Leurs résultats pourraient également avoir un impact sur la façon dont les patientes atteintes d’un cancer du sein et les survivantes obèses abordent la gestion du poids. Les cliniciens recommandent souvent aux patients de perdre du poids dans le cadre de leur traitement, car l’obésité peut être un facteur de risque accru de propagation du cancer ou de récidive de la maladie. Mais il existe peu de lignes directrices fondées sur des preuves quant aux meilleurs régimes.
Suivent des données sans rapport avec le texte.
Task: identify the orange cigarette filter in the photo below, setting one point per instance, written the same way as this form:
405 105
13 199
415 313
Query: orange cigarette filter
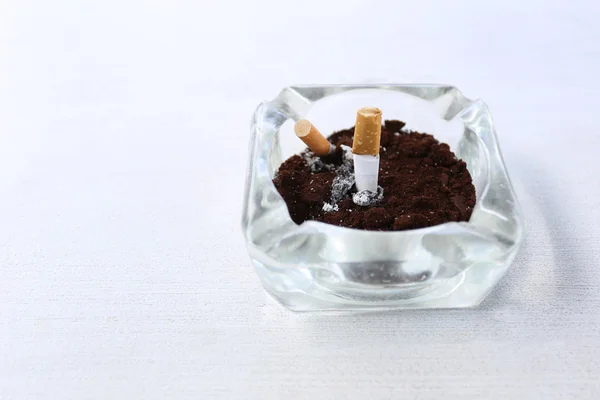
313 138
367 132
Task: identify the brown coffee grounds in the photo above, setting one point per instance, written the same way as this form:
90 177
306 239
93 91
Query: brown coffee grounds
424 184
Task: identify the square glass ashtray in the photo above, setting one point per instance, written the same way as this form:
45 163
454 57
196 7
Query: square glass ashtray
317 266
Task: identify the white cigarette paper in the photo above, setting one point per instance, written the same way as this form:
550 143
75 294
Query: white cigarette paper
366 172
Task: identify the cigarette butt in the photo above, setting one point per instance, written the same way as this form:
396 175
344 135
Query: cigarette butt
313 138
367 132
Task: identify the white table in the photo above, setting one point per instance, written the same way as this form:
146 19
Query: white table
123 272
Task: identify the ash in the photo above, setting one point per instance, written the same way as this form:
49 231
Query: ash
367 198
343 181
329 208
315 163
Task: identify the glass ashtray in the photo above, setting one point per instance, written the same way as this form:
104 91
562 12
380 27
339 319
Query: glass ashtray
316 266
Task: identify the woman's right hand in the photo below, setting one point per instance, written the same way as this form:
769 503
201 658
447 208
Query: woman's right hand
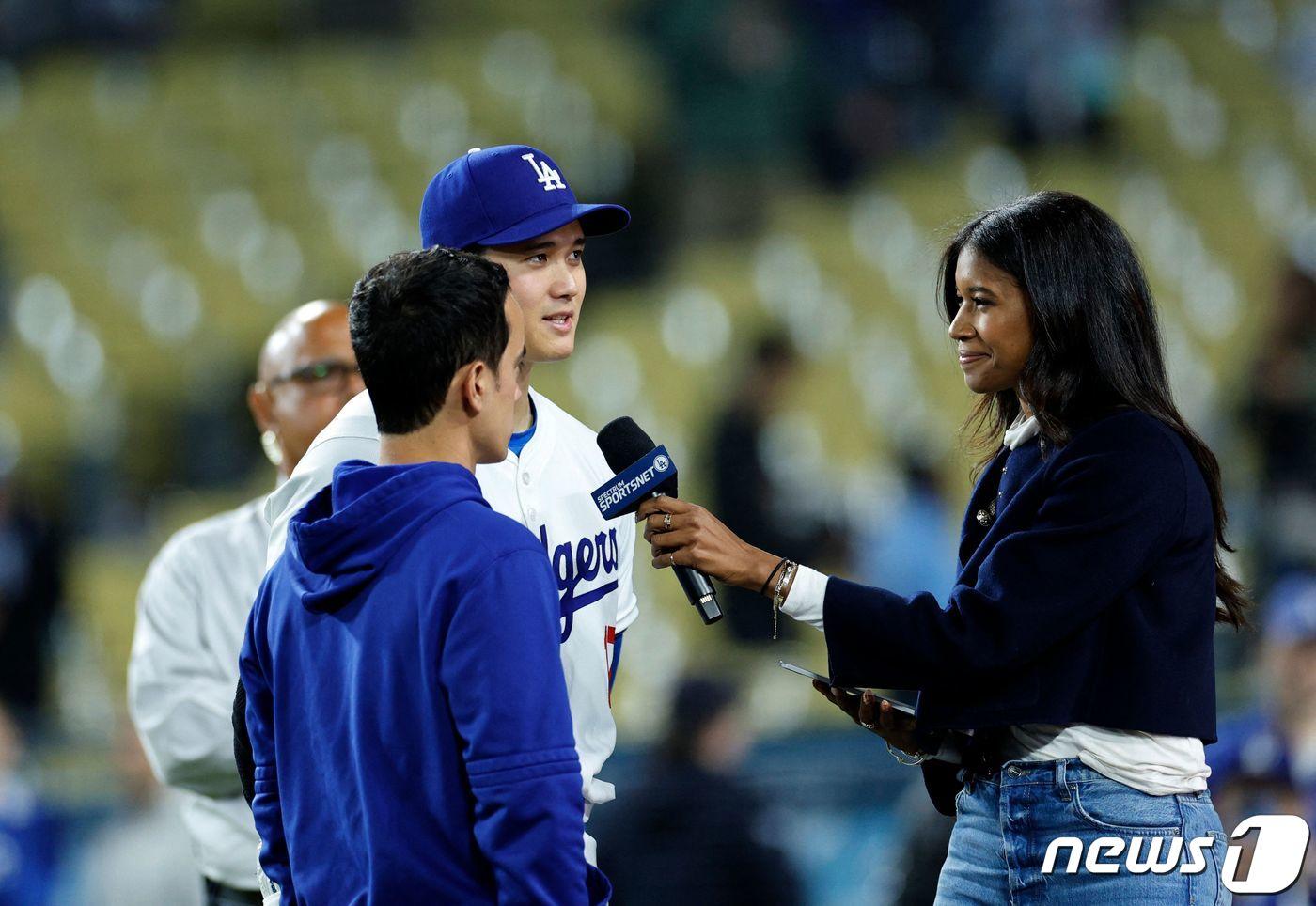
879 717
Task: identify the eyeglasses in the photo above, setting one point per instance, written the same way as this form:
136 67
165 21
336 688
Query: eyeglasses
319 376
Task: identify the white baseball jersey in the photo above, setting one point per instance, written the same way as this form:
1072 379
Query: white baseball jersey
546 490
191 617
Certains patients peuvent se tourner vers le régime céto populaire, qui consiste en un apport riche en graisses et faible en glucides. L’objectif est d’atteindre un état métabolique appelé cétose, dans lequel le corps utilise les graisses au lieu des glucides comme source d’énergie.
Les chercheurs affirment que cette approche pourrait conduire à une perte de poids, mais les patients doivent considérer l’ensemble de leur santé métabolique.
« Pour les patientes qui reçoivent un diagnostic de cancer du sein et qui ont un IMC élevé, nous leur conseillons de consulter leur médecin et d’élaborer un plan de perte de poids dans le cadre de leur traitement. Si vous avez un taux de cholestérol élevé, pensez à un plan de perte de poids ou à des produits pharmaceutiques potentiels qui pourraient réduire votre taux de lipides », explique Ducker. « Comme le montre notre étude, les régimes comme le céto qui sont très riches en graisses peuvent avoir de graves effets secondaires involontaires, voire provoquer la croissance de la tumeur. »
L’étude suggère que les lipides pourraient également alimenter la croissance tumorale chez les patientes obèses atteintes d’autres types de cancer du sein, ou de cancers de l’ovaire ou colorectal. L’équipe de recherche affirme que les prochaines étapes consisteront à évaluer de manière préclinique comment les médicaments antilipidiques pourraient améliorer les réponses à la chimiothérapie. Ils souhaitent également mieux comprendre comment les lipides nourrissent les cellules cancéreuses.
Chaix, Ducker et Hilgendorf soulignent également que leur étude porte sur un type spécifique de cancer s’adaptant à un environnement obèse et que le régime céto peut être bénéfique pour d’autres types de cancer.